Part 4 - Clustering by Color
We can also turnthe numbers into colors. For instance, here is a color display that correspondsto the first 3 dimensions of the Titles matrix that we showed above. Itcontains exactly the same information, except that blue shows negative numbers,red shows positive numbers, and numbers close to 0 are white. For example,Title 9, which is strongly positive in all 3 dimensions, is also strongly redin all 3 dimensions.
We can use thesecolors to cluster the titles. We ignore the first dimension for clusteringbecause all titles are red. In the second dimension, we have the followingresult.
Dim2 |
Titles |
red |
6-7, 9 |
blue |
1-5, 8 |
Using the thirddimension, we can split each of these groups again the same way. For example,looking at the third dimension, title 6 is blue, but title 7 and title 9 arestill red. Doing this for both groups, we end up with these 4 groups.
Dim2 |
Dim3 |
Titles |
red |
red |
7, 9 |
red |
blue |
6 |
blue |
red |
2, 4-5, 8 |
blue |
blue |
1, 3 |
It’s interestingto compare this table with what we get when we graph the results in the nextsection.
Part 5 - Clustering by Value
Leaving out thefirst dimension, as we discussed, let's graph the second and third dimensionsusing a XY graph. We'll put the second dimension on the X axis and the thirddimension on the Y axis and graph each word and title. It's interesting tocompare the XY graph with the table we just created that clusters thedocuments.
In the graphbelow, words are represented by red squares and titles are represented by bluecircles. For example the word "book" has dimension values (0.15,-0.27, 0.04). We ignore the first dimension value 0.15 and graph"book" to position (x = -0.27, y = 0.04) as can be seen in the graph.Titles are similarly graphed.
在下图中,词表示为红色方形,标题表示为蓝色圆圈。例如,词“book”有坐标值(0.15, -0.27,0.04)。这里我们忽略第一维度0.15 把点画在(x = -0.27, y =0.04)。标题也是一样。
One advantage ofthis technique is that both words and titles are placed on the same graph. Notonly can we identify clusters of titles, but we can also label the clusters bylooking at what words are also in the cluster. For example, the lower leftcluster has titles 1 and 3 which are both about stock market investing. Thewords "stock" and "market" are conveniently located in thecluster, making it easy to see what the cluster is about.

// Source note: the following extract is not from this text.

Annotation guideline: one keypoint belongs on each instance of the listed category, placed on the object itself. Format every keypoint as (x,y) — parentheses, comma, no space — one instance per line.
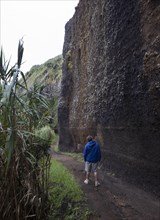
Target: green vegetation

Another example isthe middle cluster which has titles 2, 4, 5, and, to a somewhat lesser extent,title 8. Titles 2, 4, and 5 are close to the words "value" and"investing" which summarizes those titles quite well.
这个技术的一个有点是词和标题都在一张图上。不仅我们可以区分标题的聚类,而且我们可以把聚类中的词给这个聚类打上标签。例如左下的聚类中有标题1和标题3都是关于股票市场投资(stock market investing)的。Stock和market可以方便的定位在这个聚类中,让描述这个聚类变得容易。其它也类似。